You're expressing your subjective reaction to something, not describing an objective fact.
'Las empresas no invierten' es un hecho.
'Las empresas no invierten' is a fact.
'Es preocupante que no inviertan' es tu valoración de ese hecho.
'Es preocupante que no inviertan' is your assessment of that fact.
So it's almost like a grammatical way of flagging that you've shifted from reporting to opinion.
The subjunctive is the language's way of saying 'this is how I feel about it, not just what's happening'.
Eso es una descripción muy buena, en realidad.
That's actually a very good description.
El subjuntivo aparece donde hay subjetividad: duda, emoción, deseo, valoración.
The subjunctive appears where there's subjectivity: doubt, emotion, desire, assessment.
'Es una pena que Coupang no protegiera los datos de sus usuarios.' 'Es importante que los reguladores actúen.' 'Es increíble que tardaran tanto.' Siempre la misma estructura: valoración más 'que' más subjuntivo.

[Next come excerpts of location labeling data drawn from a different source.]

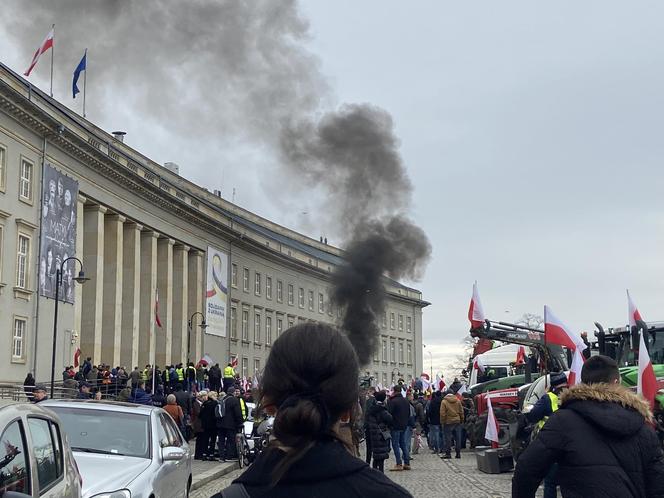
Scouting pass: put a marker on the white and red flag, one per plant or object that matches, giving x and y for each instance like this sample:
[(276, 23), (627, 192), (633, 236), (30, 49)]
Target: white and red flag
[(156, 309), (647, 382), (492, 427), (476, 312), (46, 44)]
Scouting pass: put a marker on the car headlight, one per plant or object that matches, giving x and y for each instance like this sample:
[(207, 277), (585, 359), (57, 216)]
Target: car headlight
[(120, 493)]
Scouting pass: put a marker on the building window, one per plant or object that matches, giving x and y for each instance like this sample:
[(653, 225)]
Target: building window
[(234, 275), (268, 330), (233, 322), (257, 284), (245, 280), (245, 325), (3, 167), (257, 328), (25, 183), (22, 261), (19, 338)]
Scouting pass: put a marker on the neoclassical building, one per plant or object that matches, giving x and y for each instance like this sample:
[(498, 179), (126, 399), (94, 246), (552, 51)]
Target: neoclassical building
[(146, 235)]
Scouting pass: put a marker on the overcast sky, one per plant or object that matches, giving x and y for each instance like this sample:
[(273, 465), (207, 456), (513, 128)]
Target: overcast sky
[(531, 132)]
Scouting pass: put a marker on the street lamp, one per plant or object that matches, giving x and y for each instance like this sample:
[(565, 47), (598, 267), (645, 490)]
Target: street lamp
[(81, 279), (203, 326)]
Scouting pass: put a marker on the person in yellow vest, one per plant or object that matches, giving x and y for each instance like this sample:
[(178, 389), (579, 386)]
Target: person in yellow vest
[(229, 377), (540, 413)]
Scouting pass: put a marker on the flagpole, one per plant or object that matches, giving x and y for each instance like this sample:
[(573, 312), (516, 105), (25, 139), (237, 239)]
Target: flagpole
[(85, 78), (52, 52)]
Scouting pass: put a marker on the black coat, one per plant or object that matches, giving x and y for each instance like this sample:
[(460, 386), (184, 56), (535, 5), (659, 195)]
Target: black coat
[(328, 470), (603, 446), (399, 408), (378, 420)]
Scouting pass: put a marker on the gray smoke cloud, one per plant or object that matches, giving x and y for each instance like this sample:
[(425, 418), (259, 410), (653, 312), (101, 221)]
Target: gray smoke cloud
[(226, 68)]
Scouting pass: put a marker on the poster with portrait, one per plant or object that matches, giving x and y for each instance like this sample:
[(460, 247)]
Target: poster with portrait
[(216, 295), (58, 233)]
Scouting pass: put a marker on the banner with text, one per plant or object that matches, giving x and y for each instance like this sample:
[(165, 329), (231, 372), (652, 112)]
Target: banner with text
[(58, 233), (216, 296)]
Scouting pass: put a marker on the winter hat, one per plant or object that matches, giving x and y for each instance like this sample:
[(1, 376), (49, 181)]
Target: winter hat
[(558, 378)]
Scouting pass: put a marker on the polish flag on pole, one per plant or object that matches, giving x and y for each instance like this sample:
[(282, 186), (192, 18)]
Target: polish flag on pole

'It's a shame that Coupang didn't protect its users' data.' 'It's important that regulators act.' 'It's incredible that it took them so long.' Always the same structure: value judgment plus 'que' plus subjunctive.
So if I wanted to say 'it's worrying that the fine isn't larger', I'd say 'es preocupante que la multa no sea más grande'.
'Sea' not 'es'.
Perfecto.
Perfect.
Y no te preocupes si al principio no te sale de forma natural.
And don't worry if it doesn't come naturally at first.
Es uno de los aspectos del español que más cuesta a los angloparlantes, precisamente porque en inglés no tenéis esta distinción morfológica.
It's one of the aspects of Spanish that English speakers find hardest, precisely because in English you don't have this morphological distinction.
Pero cuando lo dominas, puedes matizar muchísimo, que es algo que cualquier buen periodista necesita.
But when you master it, you can add a great deal of nuance, which is something any good journalist needs.